- May 14, 2008
Yes, let me clarify; It's MORE prevalent now than it was in the past because more bad actors are now turning their attention to taking advantage of the now known ways of subverting the s7 protocol, but not as much REPORTING on it has been done, probably because no one likes to admit to being compromised, and obviously hackers and Nation States aren't going to own up to it. (and as an aside, if you don't think Nations States haven't been doing this for a long time you're kidding yourself) - but hackers other than governments are now slowly going to be taking advantage of the SMS 2FA, why? Because it's not as secure anymore as the OTR TBOTP apps like Google's authenticator. This is why the security community has already warned against, and has depricated the use of SMS as a robust method of 2FA over time-based apps. As you've said above, is SMS better than nothing? Yes. Is Microsoft doing a disservice by offering SMS over the token based OTP? I believe they are yes.
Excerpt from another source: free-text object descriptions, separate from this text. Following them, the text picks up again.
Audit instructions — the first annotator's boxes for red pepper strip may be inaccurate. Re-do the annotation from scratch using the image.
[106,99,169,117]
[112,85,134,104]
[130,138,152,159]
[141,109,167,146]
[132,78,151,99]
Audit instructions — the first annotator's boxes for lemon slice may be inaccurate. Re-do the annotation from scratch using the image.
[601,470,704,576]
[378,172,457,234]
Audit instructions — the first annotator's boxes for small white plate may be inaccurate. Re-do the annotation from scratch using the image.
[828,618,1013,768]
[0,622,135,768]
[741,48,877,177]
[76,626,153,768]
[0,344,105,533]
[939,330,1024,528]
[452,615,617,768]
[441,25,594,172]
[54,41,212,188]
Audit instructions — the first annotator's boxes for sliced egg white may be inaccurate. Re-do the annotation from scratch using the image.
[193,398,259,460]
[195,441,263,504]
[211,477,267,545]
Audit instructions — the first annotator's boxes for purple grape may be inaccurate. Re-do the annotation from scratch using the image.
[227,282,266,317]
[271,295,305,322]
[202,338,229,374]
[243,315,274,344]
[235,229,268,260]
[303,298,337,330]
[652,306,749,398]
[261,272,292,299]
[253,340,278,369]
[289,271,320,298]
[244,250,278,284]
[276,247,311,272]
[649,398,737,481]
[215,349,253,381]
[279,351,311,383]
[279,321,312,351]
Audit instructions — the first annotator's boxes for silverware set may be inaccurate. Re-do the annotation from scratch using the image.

So you know for sure it is more prevalent although there is no reporting? Come on man. I guess I can continue to use your logic of saying something is, just because I think it is without any proof whatsoever. You know, like your math that you didn't even link that somehow shows complexity is just as important as length of passwords...
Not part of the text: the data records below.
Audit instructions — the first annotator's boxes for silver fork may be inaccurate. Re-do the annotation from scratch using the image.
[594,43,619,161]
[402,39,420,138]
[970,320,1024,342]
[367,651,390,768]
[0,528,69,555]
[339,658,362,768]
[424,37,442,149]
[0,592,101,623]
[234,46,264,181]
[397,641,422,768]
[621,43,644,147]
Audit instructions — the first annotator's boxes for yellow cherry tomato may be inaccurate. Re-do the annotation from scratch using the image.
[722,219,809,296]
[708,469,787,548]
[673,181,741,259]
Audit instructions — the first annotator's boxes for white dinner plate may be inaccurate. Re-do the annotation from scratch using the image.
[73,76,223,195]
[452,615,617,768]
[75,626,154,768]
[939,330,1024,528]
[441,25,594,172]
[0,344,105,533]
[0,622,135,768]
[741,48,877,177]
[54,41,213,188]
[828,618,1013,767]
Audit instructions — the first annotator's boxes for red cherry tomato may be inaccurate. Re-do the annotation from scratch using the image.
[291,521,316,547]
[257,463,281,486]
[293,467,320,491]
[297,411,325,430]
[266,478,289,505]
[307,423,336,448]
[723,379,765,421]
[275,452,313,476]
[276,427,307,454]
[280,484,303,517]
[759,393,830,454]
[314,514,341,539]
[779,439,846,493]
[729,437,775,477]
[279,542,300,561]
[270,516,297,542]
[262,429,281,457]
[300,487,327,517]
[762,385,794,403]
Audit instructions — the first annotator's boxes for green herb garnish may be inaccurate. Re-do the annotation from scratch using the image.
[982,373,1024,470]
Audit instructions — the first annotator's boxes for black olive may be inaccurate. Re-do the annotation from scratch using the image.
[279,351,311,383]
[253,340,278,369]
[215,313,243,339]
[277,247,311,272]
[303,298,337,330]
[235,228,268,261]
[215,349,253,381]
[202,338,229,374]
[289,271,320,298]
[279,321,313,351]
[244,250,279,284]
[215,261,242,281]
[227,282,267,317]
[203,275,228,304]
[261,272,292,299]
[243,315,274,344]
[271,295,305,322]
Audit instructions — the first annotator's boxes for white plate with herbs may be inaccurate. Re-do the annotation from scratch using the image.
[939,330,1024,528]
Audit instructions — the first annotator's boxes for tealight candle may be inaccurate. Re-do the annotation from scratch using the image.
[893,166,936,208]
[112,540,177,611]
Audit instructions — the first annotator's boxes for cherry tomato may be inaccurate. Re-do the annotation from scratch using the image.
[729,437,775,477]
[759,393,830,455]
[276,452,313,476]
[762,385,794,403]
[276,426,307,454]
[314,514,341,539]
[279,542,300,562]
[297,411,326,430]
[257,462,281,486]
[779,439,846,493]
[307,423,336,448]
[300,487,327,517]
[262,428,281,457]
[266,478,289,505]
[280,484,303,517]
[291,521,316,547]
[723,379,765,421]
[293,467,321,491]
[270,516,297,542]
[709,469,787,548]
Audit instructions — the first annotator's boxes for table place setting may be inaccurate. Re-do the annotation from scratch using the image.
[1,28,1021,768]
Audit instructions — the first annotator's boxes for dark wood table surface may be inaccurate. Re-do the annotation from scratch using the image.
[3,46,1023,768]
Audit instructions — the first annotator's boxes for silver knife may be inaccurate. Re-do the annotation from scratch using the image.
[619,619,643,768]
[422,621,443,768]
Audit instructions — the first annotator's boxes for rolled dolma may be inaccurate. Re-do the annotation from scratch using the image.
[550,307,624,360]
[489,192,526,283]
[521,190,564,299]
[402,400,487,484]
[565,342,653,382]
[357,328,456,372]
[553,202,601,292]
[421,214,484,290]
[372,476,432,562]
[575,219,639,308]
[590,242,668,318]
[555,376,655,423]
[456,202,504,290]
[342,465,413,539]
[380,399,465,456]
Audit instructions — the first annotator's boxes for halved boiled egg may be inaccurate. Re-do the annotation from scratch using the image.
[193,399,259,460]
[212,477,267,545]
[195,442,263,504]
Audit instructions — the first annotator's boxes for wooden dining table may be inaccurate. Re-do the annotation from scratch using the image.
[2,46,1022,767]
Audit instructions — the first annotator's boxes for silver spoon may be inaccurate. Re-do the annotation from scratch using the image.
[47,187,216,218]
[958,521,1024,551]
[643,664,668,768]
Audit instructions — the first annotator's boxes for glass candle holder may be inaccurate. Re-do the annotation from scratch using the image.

Look, I don't even know what your point with all this is anymore. Passwords are outdated and have been for a long time. And the SMS scare isn't even a major factor in this because for someone to be able to intercept and act on your SMS text message to take over your account would have to be a sniper with cat like reflexes to recognize and do something about it. So it really isn't a factor in this. Nor is the SMS redirect that big of an issue all things considering. I have been hearing about it forever and forever people have been saying how big a problem it is, and yet hardly anything is out. I haven't had a single company I work with get hit with an SMS redirect attack or be affected by one.
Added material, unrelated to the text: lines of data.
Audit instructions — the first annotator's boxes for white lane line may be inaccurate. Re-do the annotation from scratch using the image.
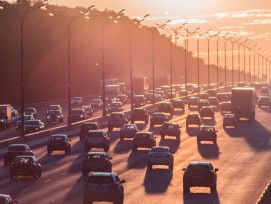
[44,179,51,183]
[61,173,68,176]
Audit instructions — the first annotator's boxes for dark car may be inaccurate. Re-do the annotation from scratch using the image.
[82,152,112,175]
[79,122,100,141]
[81,105,93,118]
[16,114,34,131]
[130,107,149,124]
[83,172,125,204]
[46,110,64,123]
[85,130,110,152]
[150,112,169,128]
[223,114,237,128]
[207,89,217,97]
[199,106,215,119]
[132,131,156,150]
[0,194,17,204]
[4,144,34,166]
[119,124,139,141]
[172,99,185,112]
[183,161,218,193]
[24,120,45,133]
[188,97,199,109]
[186,113,202,129]
[133,95,146,108]
[108,112,129,131]
[71,96,83,107]
[197,126,217,144]
[217,93,229,103]
[24,108,38,119]
[258,96,271,108]
[147,146,174,169]
[47,134,71,155]
[220,102,232,114]
[46,104,62,114]
[208,97,220,108]
[199,93,210,100]
[108,102,124,114]
[158,102,174,116]
[117,94,128,104]
[145,93,154,103]
[198,99,210,111]
[160,122,181,140]
[9,155,42,180]
[70,108,87,122]
[90,99,103,110]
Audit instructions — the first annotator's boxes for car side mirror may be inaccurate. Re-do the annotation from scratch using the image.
[215,168,219,172]
[182,168,186,171]
[121,180,125,183]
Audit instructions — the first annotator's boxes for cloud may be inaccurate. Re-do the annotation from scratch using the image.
[210,9,271,19]
[219,26,245,30]
[246,19,271,25]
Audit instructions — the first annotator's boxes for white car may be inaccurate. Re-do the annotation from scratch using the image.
[0,194,17,204]
[71,97,83,106]
[147,146,174,170]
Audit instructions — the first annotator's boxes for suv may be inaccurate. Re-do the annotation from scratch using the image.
[24,108,38,119]
[15,114,34,131]
[70,108,87,122]
[208,97,219,108]
[199,106,215,120]
[108,102,124,114]
[79,122,100,141]
[46,110,64,123]
[108,112,128,131]
[9,155,42,180]
[83,172,125,204]
[150,112,169,128]
[223,114,237,128]
[81,105,93,118]
[82,152,112,175]
[46,105,62,114]
[197,126,217,144]
[71,96,83,107]
[90,99,103,110]
[198,99,210,111]
[47,134,71,155]
[132,132,156,150]
[4,144,34,166]
[220,102,231,114]
[84,130,110,152]
[133,95,146,108]
[188,97,199,109]
[258,96,271,108]
[172,99,185,112]
[24,120,45,133]
[147,146,174,170]
[160,122,181,140]
[182,161,218,193]
[130,107,149,124]
[119,124,139,141]
[158,102,174,116]
[186,113,202,129]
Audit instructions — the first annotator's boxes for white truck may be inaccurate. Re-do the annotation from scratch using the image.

Also read the article again, Microsoft isn't doing SMS for their 2FA, it is only being used as a one-time thing to setup the 2FA. You can also use OTP with MS as well, they have all kinds of articles on how to do it. You can use any number of solutions or setups. What they are offering is an easy way for first time users to start using a better system than passwords. It is amazing how many people want to hate a company even when that company is trying to improve security.